Dopo i fuochi d’artificio dell’asta di arte moderna e della prima sessione dedicata al contemporaneo, il Dorotheum di Vienna torna a far parlare di sé il 22 maggio con una seconda tornata altrettanto incisiva. Non un’appendice, ma un contrappunto: la seconda asta di arte contemporanea si presenta come una mappa di traiettorie diverse, a volte laterali, ma non per questo meno potenti.
Il catalogo — stratificato, internazionale, con una vena marcatamente italiana — è un invito alla scoperta, più che alla conferma. Il suo pregio? Sta nella varietà: da nomi celebri a incursioni più rarefatte, da materiali consueti a ibridazioni sorprendenti.
Il poeta meccanico e la pittura inquieta

Tra i pezzi più magnetici, The Head of a Mechanical Poet (1968) di Mikuláš Medek (lotto 475, stima €60.000–90.000) è un’opera che sembra scaturire da un campo di tensioni interiori. Medek, figura seminale dell’avanguardia ceca, costruisce un’immagine che è quasi una reliquia del subconscio. Enigmatica, alchemica, dipinta a Genova in piena contestazione, questa testa meccanica è uno degli snodi concettuali della sua produzione. La tela — firmata, datata e iscritta — sarà inclusa nel prossimo Catalogue Raisonné, segno di un riconoscimento ormai consolidato anche a livello istituzionale.
Italia elettrica: Schifano, Accardi, Vedova

Tra gli italiani, brilla un Mario Schifano di buona epoca: Paesaggio di Pittura (1973, lotto 431, €30.000–40.000). Dipinto su doppio supporto, mescola smalto, pastello e una lastra di Perspex, come a voler costruire un paesaggio non da osservare, ma da attraversare. È un’immagine in movimento, che conferma la vocazione espansa della pittura di Schifano degli anni ’70.
Più intima, ma non meno decisa, Carla Accardi con Avvolgente spirale (2012, lotto 526, €20.000–30.000) lascia parlare la sua scrittura vinilica: segno e spazio si inseguono su una tela che pulsa ancora dell’energia originaria della sua ricerca, a dispetto della datazione recente.

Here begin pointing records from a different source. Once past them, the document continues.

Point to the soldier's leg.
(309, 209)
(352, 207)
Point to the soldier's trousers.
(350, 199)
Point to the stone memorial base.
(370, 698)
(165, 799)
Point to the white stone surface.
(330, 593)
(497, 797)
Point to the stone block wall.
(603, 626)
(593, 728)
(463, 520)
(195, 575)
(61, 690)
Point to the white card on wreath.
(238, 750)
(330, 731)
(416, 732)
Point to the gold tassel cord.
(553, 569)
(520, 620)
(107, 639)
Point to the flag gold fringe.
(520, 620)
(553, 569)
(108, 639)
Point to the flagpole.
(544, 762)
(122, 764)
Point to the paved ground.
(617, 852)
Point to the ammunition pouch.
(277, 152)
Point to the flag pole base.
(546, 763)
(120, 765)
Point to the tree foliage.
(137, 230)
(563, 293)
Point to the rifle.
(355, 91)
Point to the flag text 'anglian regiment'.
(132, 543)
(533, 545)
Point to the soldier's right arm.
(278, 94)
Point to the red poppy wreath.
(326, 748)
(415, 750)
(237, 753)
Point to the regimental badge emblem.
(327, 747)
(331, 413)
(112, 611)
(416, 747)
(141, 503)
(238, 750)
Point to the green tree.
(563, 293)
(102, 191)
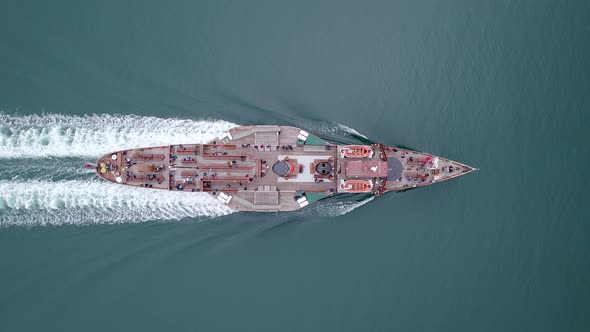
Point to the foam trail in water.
(55, 169)
(34, 203)
(61, 135)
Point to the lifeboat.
(356, 151)
(356, 186)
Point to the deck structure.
(275, 168)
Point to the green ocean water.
(499, 85)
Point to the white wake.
(33, 136)
(32, 203)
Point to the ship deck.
(237, 168)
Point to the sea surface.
(503, 86)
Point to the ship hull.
(274, 168)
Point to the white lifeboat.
(356, 186)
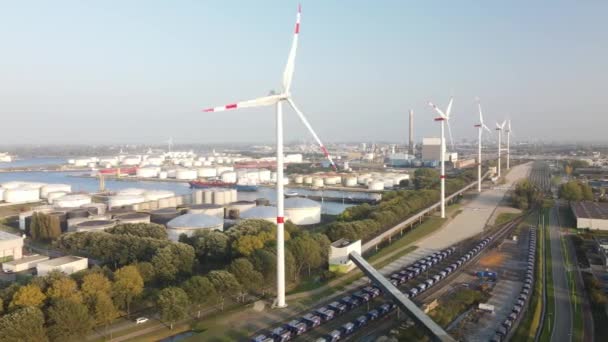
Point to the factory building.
(590, 215)
(431, 149)
(67, 264)
(11, 246)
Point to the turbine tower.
(443, 117)
(499, 128)
(277, 100)
(508, 144)
(480, 127)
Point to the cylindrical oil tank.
(21, 195)
(94, 225)
(155, 195)
(207, 209)
(350, 181)
(51, 196)
(133, 218)
(186, 174)
(72, 201)
(303, 211)
(241, 206)
(189, 223)
(318, 182)
(147, 172)
(229, 177)
(120, 200)
(46, 189)
(164, 215)
(207, 172)
(376, 185)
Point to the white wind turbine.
(499, 127)
(480, 127)
(443, 117)
(277, 100)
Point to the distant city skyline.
(116, 72)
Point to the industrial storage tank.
(133, 218)
(120, 200)
(72, 201)
(186, 174)
(155, 195)
(207, 209)
(48, 188)
(189, 223)
(147, 172)
(23, 194)
(303, 211)
(267, 213)
(164, 215)
(51, 196)
(207, 172)
(376, 185)
(237, 208)
(229, 177)
(94, 225)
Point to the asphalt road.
(562, 323)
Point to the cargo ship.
(198, 184)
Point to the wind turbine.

Non poteva mancare Emilio Vedova (lotto 550, Recording ’81 – C.1, stima €25.000–35.000), con una composizione furente, quasi una registrazione sismica della sua gestualità. L’opera è certificata dalla Fondazione e costituisce un’ottima testimonianza del periodo post-informale dell’artista veneziano.
Rarità e frammenti
Spicca per potenza materica l’Untitled, Action Relic di Hermann Nitsch (lotto 494, €30.000–55.000), realizzata nel 1988 su tessuto floreale. Più che un quadro, è una reliquia performativa, impregnato del teatro orgiastico e sacrificale che ha reso celebre il fondatore dell’Azionismo Viennese.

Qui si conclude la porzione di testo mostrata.